LONDON (Reuters) - Stock index futures pointed to a lower open on Wall Street on Tuesday, with futures for the S&P 500 and Nasdaq 100 down 0.2 percent, and Dow Jones contracts down 0.1 percent at 0905 GMT.


Japan's Nikkei <.n225> ended a four-day winning run on Tuesday as investors took profits in exporters, which had rallied on hopes Japan's main opposition party would win next month's election and pressure the central bank for more stimulus steps.


European shares edged lower early on, with the French CAC 40 <.fchi> a core euro zone laggard after ratings agency Moody's issued a long-awaited downgrade of France's credit rating.


The U.S. Commerce Department releases housing starts and permits data for October at 1330 GMT, expected to show a pull-back after hefty gains in recent months. But a severe storm in late October could exaggerate the magnitude of the decline.


The Federal Reserve's Chairman Ben Bernanke speaks before the Economic Club of New York at 1715 GMT, a speech that may offer a fresh chance to gauge the Fed's appetite for more monetary stimulus. Market participants currently expect the Fed to step up asset purchases in 2013 after Operation Twist expires.


JPMorgan Chase & Co named little-known executive Marianne Lake as its chief financial officer on Monday, making her one of the most powerful women on Wall Street and the top ambassador to investors for the largest U.S. bank.


The U.S. International Trade Commission will review a judge's decision which found did not violate patents owned by Samsung Electronics in making the iPod touch, iPhone and iPad.

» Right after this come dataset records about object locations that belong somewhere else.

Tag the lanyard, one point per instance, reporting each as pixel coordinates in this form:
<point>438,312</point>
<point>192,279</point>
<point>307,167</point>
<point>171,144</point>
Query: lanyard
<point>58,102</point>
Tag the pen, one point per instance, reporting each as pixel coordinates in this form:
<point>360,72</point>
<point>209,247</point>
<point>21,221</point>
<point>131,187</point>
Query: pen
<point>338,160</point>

Tiger Global Management, a technology focused hedge fund run by Chase Coleman and Feroz Dewan, disclosed a big stake in Groupon Inc on Monday, a vote of confidence for the struggling daily deal website.

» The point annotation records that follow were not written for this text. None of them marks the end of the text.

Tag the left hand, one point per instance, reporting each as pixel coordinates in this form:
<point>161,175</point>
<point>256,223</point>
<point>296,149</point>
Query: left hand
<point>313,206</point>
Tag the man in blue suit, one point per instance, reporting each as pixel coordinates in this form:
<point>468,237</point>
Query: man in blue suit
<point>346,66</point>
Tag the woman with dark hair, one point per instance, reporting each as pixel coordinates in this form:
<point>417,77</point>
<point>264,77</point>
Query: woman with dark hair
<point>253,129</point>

Best Buy reports quarterly results, expected to show a fall in earnings per shares to $0.12 from $0.47, as the world's largest consumer electronics chain struggles to fend off online and discount rivals. Investors are awaiting word on whether founder and top shareholder Richard Schulze comes through with a formal bid to take the company private.


Hewlett Packard, H.J. Heinz Company and salesforce.com are also among companies due to report results on Tuesday.

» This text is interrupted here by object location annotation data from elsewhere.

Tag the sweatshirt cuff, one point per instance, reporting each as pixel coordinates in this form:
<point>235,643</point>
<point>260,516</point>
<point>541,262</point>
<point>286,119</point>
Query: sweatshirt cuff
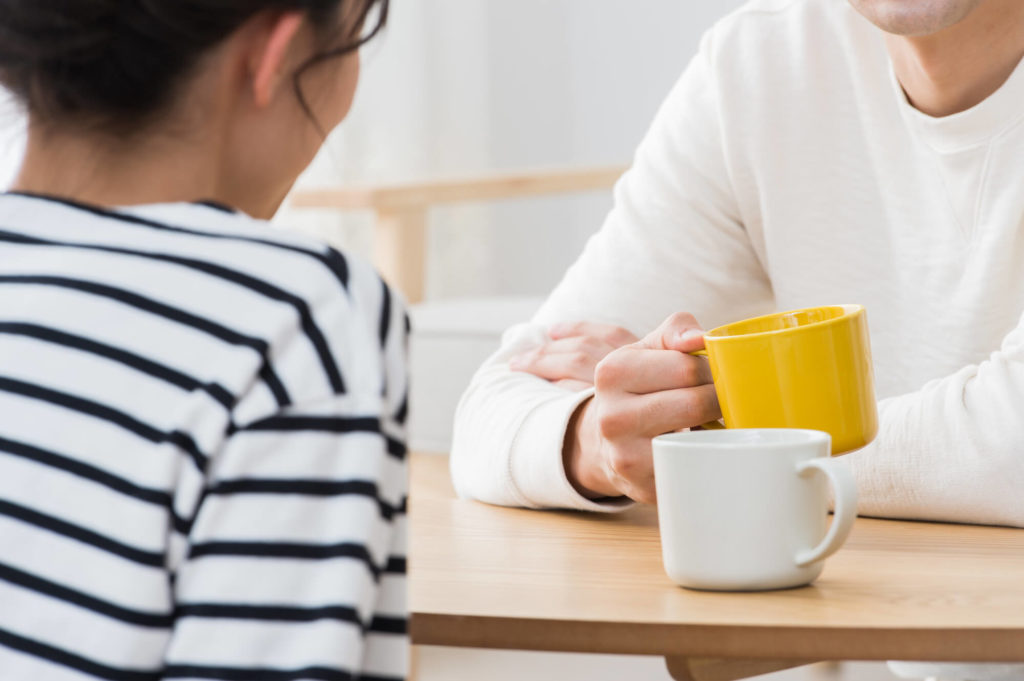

Archstone Inc, the apartment building owner and developer owned by Lehman Brothers Holdings Inc, said on Monday it plans to raise up to $3.45 billion in its initial public offering, making it the biggest U.S. commercial real estate IPO ever.


Stocks rose for a second consecutive session on Monday as investors were encouraged by the early atmosphere surrounding talks to tackle the nation's fiscal crunch.


President Barack Obama and the U.S. Congress hope to start serious negotiations after this week's Thanksgiving holiday on Thursday on how to avoid the "fiscal cliff," which has politicians and economists worried about the direction of the world's largest economy.


The Dow Jones industrial average <.dji> rose 207.65 points, or 1.65 percent, on Monday to 12,795.96 points. The Standard & Poor's 500 Index <.spx> was up 27.01 points, or 1.99 percent, at 1,386.89. The Nasdaq Composite Index <.ixic> was up 62.94 points, or 2.21 percent, at 2,916.07.